Three Feet from Death
Matsu Hotaru Journal Entry 2
There is little time for me to collect my thoughts, but so much has happened that I feel I must take advantage of the precious few moments I have. I…I’ve lost my father. The house burned a midst the chaos that has gripped Tonfajutsen. There has been the usage of maho, seals and we’ve already encountered the hungry dead. My mother survived, thankfully… She was not at home when the fire began. The image of my mother crying is one I’ve never borne witness to and it is one I pray I never see again.
If that were not bad enough, the Scorpion Ejiro was present and proceeded to fall before my mother. He prostrated himself, declaring he’d failed his duties. My mother forgave him, telling him it wasn’t his fault. Upon realizing my confusion, following the shock of my family’s home burning to the ground, they revealed to me that Ejiro is actually the Scorpion I am betrothed to. It was too much. Much to my shame and embarrassment, I passed out.
Why didn’t she tell me she knew who I was betrothed to? Now I feel like nothing but a fool. To top it off, there appears to be Akodo involvement and I’m fairly certain Handen, Takaaki’s uncle, is leading most of the plans. Takaaki himself does not appear to be involved, but my heart hurts thinking about him now. I’m all but certain he hates me. Perhaps he’s right, things have changed…far too much.

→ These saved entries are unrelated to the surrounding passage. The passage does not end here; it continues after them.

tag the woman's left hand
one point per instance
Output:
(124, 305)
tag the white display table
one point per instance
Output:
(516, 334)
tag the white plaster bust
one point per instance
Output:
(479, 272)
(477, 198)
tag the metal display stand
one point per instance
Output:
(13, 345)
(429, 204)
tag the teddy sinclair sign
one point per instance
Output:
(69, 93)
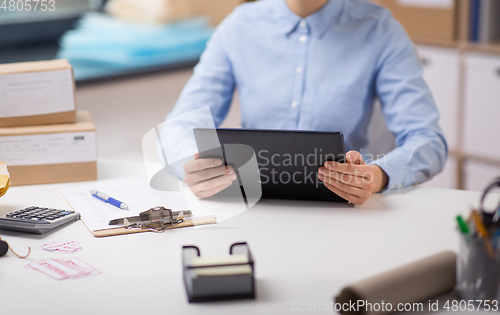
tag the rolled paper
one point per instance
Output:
(412, 283)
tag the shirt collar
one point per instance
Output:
(319, 21)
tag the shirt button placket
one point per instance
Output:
(299, 80)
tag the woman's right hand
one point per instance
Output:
(206, 177)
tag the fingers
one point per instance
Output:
(352, 198)
(350, 189)
(354, 157)
(212, 186)
(199, 176)
(334, 168)
(198, 164)
(213, 191)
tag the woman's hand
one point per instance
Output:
(354, 180)
(206, 177)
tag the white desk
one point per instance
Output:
(305, 252)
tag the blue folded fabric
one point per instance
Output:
(102, 45)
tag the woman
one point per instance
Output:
(319, 65)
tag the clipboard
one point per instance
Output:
(124, 231)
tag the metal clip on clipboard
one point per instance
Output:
(156, 219)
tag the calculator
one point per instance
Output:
(37, 220)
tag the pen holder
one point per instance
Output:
(478, 271)
(223, 278)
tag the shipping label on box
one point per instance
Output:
(36, 93)
(50, 153)
(53, 148)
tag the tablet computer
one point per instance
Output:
(287, 162)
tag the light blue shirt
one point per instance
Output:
(322, 73)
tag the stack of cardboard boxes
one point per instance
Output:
(43, 139)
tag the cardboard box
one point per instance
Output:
(50, 153)
(216, 10)
(430, 19)
(37, 93)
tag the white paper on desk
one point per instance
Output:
(137, 194)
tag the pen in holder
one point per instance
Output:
(478, 271)
(218, 278)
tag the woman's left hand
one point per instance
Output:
(354, 180)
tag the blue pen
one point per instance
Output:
(108, 199)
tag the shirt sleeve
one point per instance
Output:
(410, 112)
(204, 102)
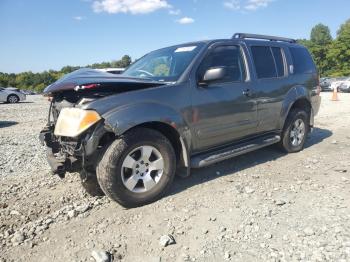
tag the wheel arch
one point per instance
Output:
(157, 117)
(296, 98)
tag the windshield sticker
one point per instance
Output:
(185, 49)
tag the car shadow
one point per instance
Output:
(240, 163)
(7, 123)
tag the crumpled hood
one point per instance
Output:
(87, 76)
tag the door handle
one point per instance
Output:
(247, 92)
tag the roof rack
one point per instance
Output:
(265, 37)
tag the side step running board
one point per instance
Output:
(232, 151)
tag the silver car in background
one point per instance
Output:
(11, 95)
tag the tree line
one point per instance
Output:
(332, 57)
(38, 81)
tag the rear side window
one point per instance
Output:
(302, 60)
(264, 62)
(278, 56)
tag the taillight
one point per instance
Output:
(90, 86)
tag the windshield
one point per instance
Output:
(165, 65)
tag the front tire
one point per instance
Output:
(138, 168)
(12, 99)
(295, 131)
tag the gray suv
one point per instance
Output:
(177, 108)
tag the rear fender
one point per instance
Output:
(296, 93)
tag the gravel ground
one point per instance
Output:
(263, 206)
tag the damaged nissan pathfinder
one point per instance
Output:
(177, 108)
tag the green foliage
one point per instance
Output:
(339, 53)
(332, 57)
(321, 35)
(38, 81)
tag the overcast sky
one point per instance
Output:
(39, 35)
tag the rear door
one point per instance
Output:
(223, 111)
(3, 95)
(270, 83)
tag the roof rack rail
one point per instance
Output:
(265, 37)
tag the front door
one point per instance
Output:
(224, 110)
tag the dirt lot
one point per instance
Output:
(263, 206)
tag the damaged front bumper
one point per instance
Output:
(71, 156)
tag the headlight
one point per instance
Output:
(74, 121)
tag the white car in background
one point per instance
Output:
(11, 95)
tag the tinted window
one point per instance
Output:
(277, 54)
(264, 62)
(228, 57)
(302, 60)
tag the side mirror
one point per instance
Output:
(212, 74)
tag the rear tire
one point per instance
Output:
(12, 99)
(138, 168)
(295, 131)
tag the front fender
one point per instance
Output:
(123, 118)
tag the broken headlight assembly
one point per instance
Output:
(74, 121)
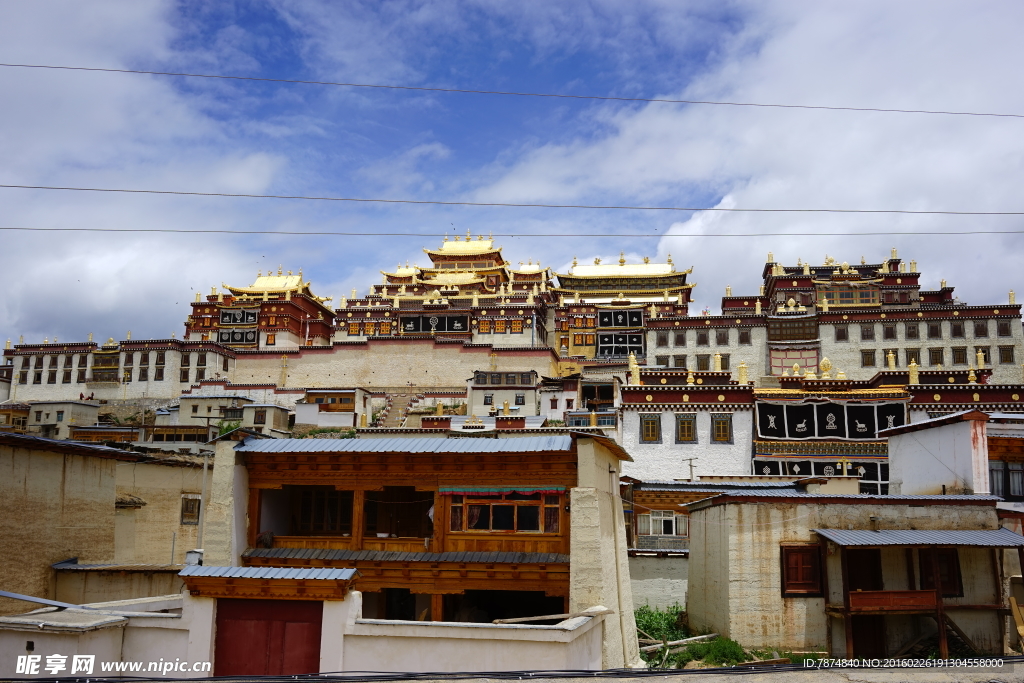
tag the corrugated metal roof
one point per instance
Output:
(303, 573)
(1000, 538)
(389, 556)
(554, 442)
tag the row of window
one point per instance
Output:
(516, 379)
(802, 570)
(702, 361)
(932, 330)
(958, 355)
(38, 361)
(704, 337)
(686, 428)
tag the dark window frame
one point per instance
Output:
(803, 586)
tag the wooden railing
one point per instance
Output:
(892, 600)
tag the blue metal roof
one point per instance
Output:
(553, 442)
(1000, 538)
(304, 573)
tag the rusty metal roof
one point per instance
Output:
(303, 573)
(1000, 538)
(555, 442)
(390, 556)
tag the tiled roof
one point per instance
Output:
(388, 556)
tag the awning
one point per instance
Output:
(492, 491)
(1000, 538)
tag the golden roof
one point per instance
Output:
(467, 247)
(452, 279)
(270, 283)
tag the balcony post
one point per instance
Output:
(358, 515)
(939, 614)
(847, 620)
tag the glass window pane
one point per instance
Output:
(550, 520)
(529, 518)
(503, 517)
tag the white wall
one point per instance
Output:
(954, 456)
(658, 582)
(665, 461)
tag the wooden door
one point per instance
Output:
(864, 573)
(267, 637)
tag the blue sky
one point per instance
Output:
(87, 129)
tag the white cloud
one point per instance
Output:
(920, 55)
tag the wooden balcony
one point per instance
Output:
(893, 601)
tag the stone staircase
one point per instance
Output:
(397, 410)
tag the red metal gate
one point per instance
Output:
(267, 637)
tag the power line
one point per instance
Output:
(510, 235)
(517, 94)
(365, 200)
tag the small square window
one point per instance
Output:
(1007, 354)
(686, 428)
(189, 508)
(721, 428)
(801, 570)
(650, 428)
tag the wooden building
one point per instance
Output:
(439, 528)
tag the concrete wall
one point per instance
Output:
(665, 461)
(658, 582)
(948, 459)
(226, 516)
(735, 574)
(146, 535)
(78, 587)
(53, 507)
(599, 571)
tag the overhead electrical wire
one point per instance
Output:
(381, 86)
(365, 200)
(508, 235)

I wish I’d never gone to the damn tournament. I would give anything for things to go back the way they were. There is only so much I can take. Watching my hometown fall into ruin, chaos and corruption is too much… My mother could use my help getting things organized and I’ve taken enough time for myself. And though I am in pain, I cannot allow myself to grow weak, I must see this through. I must make my father proud.
And to think, I never got to tell him that I was appointed an Emerald Magistrate…
(There are a few damp spots on the page that appear to be hastily wiped away.)